Milo Bushong was a captain and a dental surgeon in the Great War, as seen in the second photograph which is labeled “France, 1917.” The album is quite a mix of pictures – most were taken by Bushong, some are clearly pictures of other pictures as we can see the pins in the wall. There is also a group of pictures of German Troops and military locations which appear to have been purchased as a set. and they all have white numerals on the image. The picture below is one of this set.

This photograph gives us quite a picture of life underground during the War. Among these images are other pictures of soldiers digging deep trenches, underground bunkers really, and reinforcing them with strong wooden posts. It is an engaging picture of life in a bunker.

In this photo of General Pershing taken by Bushong we see Pershing engaged in an intense conversation. What catches me about this picture is not the two men, but the children in the background listening and watching so very intently.
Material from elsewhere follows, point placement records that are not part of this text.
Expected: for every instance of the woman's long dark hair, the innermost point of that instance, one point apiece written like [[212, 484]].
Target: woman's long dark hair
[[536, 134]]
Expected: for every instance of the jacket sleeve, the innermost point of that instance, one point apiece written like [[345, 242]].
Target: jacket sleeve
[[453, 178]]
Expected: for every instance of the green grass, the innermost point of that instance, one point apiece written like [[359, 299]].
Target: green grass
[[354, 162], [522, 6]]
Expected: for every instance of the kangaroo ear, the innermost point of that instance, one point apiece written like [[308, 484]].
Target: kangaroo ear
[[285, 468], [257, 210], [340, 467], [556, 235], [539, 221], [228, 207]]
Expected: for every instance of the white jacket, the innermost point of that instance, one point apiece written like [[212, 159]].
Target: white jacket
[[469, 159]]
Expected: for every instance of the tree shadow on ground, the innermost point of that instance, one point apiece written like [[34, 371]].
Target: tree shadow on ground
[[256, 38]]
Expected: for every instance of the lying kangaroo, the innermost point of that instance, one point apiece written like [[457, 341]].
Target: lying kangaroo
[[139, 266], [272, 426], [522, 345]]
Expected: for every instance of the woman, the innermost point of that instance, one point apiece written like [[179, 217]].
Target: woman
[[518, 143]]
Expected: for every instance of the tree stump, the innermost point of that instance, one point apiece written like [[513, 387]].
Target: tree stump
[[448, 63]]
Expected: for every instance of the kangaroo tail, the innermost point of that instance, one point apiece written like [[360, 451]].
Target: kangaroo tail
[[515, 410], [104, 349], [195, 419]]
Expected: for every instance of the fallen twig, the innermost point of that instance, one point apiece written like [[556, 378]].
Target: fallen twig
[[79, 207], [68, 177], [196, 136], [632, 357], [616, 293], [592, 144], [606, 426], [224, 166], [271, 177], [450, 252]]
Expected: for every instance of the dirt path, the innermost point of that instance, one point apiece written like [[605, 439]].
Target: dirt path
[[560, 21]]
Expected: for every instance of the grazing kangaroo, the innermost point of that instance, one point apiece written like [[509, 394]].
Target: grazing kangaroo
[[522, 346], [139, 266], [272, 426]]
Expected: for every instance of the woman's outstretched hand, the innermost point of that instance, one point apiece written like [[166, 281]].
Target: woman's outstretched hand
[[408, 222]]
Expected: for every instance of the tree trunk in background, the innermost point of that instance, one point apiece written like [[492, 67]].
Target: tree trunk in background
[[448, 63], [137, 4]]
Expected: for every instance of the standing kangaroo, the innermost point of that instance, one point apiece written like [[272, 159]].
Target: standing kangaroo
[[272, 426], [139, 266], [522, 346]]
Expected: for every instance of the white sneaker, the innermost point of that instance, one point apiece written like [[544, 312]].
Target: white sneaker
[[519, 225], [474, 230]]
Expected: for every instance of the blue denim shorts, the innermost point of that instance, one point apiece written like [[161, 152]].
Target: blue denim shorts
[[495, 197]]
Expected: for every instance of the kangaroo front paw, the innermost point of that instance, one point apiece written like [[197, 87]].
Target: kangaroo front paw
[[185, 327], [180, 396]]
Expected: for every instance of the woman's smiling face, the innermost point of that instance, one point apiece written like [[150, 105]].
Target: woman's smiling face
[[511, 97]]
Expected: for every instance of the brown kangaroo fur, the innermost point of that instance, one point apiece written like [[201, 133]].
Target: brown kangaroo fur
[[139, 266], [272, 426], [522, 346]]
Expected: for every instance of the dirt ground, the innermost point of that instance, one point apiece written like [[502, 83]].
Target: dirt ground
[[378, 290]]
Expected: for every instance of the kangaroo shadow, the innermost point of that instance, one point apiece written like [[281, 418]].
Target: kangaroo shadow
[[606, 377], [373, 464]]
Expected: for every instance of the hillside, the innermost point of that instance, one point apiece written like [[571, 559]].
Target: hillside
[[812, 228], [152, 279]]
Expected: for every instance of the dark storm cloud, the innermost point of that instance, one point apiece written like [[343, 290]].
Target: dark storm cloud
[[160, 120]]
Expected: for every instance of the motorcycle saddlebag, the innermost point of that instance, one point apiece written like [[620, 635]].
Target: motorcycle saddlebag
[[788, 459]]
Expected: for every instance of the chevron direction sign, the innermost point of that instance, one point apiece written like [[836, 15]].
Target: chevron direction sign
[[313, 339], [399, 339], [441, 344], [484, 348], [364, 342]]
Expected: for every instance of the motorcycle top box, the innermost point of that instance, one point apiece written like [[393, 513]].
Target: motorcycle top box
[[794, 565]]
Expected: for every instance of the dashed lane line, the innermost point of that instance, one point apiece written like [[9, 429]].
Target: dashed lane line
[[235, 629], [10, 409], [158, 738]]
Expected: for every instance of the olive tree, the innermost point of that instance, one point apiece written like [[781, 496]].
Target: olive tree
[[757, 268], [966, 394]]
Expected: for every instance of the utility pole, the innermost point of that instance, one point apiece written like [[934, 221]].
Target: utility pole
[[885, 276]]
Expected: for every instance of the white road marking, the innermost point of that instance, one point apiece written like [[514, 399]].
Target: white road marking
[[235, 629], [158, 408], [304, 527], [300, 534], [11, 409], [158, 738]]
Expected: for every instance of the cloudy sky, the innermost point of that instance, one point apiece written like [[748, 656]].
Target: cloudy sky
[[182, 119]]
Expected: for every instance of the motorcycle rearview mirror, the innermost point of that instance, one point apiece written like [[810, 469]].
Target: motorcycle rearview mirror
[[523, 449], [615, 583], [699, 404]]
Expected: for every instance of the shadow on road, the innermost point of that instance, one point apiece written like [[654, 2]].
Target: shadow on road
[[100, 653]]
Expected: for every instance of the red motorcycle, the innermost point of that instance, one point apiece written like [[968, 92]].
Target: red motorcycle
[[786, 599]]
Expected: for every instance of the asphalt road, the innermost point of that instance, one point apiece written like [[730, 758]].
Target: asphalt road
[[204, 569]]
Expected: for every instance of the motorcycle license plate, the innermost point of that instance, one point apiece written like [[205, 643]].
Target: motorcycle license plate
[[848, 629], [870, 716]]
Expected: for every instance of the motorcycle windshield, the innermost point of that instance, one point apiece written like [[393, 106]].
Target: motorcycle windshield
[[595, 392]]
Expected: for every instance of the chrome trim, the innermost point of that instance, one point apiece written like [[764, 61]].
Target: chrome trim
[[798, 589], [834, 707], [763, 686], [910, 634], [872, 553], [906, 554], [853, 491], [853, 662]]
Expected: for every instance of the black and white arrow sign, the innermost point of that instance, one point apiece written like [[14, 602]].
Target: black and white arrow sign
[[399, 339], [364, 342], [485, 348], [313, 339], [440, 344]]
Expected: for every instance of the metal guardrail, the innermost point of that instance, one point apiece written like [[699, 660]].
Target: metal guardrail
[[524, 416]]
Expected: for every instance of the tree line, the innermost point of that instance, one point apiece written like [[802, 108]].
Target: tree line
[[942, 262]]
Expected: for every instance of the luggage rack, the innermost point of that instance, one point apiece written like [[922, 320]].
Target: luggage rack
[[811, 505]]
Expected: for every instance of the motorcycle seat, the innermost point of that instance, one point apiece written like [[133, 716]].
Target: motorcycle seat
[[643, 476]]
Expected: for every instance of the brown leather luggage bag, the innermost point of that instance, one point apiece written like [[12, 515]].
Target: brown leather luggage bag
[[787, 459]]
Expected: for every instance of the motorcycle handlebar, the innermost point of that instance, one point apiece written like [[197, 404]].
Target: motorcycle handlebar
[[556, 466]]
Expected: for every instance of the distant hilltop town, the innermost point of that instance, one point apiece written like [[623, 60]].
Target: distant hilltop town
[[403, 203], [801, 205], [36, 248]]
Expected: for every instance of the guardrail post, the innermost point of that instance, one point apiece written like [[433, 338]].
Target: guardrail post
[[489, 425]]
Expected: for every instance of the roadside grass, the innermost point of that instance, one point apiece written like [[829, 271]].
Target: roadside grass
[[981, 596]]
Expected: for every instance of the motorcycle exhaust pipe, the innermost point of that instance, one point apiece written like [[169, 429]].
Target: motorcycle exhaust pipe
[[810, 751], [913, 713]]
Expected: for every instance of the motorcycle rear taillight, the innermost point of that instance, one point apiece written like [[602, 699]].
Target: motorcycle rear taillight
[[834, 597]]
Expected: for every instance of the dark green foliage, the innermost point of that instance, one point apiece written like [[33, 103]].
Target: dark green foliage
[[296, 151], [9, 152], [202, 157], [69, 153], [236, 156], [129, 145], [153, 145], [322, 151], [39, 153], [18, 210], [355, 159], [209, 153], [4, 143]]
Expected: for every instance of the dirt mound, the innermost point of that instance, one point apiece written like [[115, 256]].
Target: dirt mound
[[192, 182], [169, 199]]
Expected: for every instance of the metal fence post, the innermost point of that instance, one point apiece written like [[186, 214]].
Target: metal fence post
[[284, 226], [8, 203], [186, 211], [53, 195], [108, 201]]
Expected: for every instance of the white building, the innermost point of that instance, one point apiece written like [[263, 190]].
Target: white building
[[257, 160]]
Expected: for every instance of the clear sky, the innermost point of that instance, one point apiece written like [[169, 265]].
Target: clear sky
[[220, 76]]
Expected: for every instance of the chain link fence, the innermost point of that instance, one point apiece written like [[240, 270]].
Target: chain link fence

This collection has several pictures of airplanes, many on the ground, some shots taken from the air and a few, like this one, which show the fragility of these flying machines.

Tanks came to be a large part of the military arsenal during this war. Here we see two tanks zipping along while thousands of people crowd at the edges of the street. Unfortunately, these images are not labeled so we don’t know the back story of this shot.

While the weapons of war were making broad advances technologically speaking, medicine was still decades away from any antibiotics to save the lives of the wounded. The results were heavy casualties – so heavy among the English that the phrase “the lost generation” was used to describe those who died. The photo below is of an ambulance corps loading casualties.

In this next photo, we see two soldiers carefully working among the remains of dozens of soldiers. The man on the left appears to be checking for indentification while the soldier on the right is making notes for future reference. Behind these two men we see row upon row of crosses as the beginning of a military cemetery is taking shape. This photo shows the side of war that we rarely see.  The crosses have a voice all their own. In this powerful picture, we are reminded of the costs of war. It really is impossible to see this image and not think of all of the friends and families who never saw their soldier again.

This scrapbook is truly a window into a different time and place. Photographs of World War I are always disturbing. I wonder if part of my unease stems from the fact that as terrible as this war was, in less than 20 years Europe was again engulfed in war.  The next war was even bigger and many of the strategies and weapons that were so fearsome in WWII were introduced and perfected in this war. Called the “Great War” at the time, the seeds of destruction that grew into WWII were sown here on these battlefields. It would take another great war, a world war, to put an end to this European conflict.

Best,
Beth Swift
Archivist
Wabash College
  1. Wow, those pics all tell a story. While I like the one with the soldiers all happily posing for the pic the other one with the bodies lined up and grave markers in the background are truly disturbing.
    Yet, we go on fighting and killing each other. With weapons that can destroy the planet many times over I wonder if we will ever learn the lessons from those two horrible wars.
    Thanks for sharing this insightful post.

  2. I’m curious – are the captions yours or were they in the original scrapbook? #5 and #7 are especially evocative – what is really happening? Who is the photographer and what is his/her relationship to the events? Thanks for sharing!
    I wrote the text and, I am sorry to say, that there were no captions. The photos are various…some were taken by Milo Bushong, an alum…as to the others, I don’t have that information. I agree that #5 and #7 are particularly interesting. Really these are the side of war that we rarely see.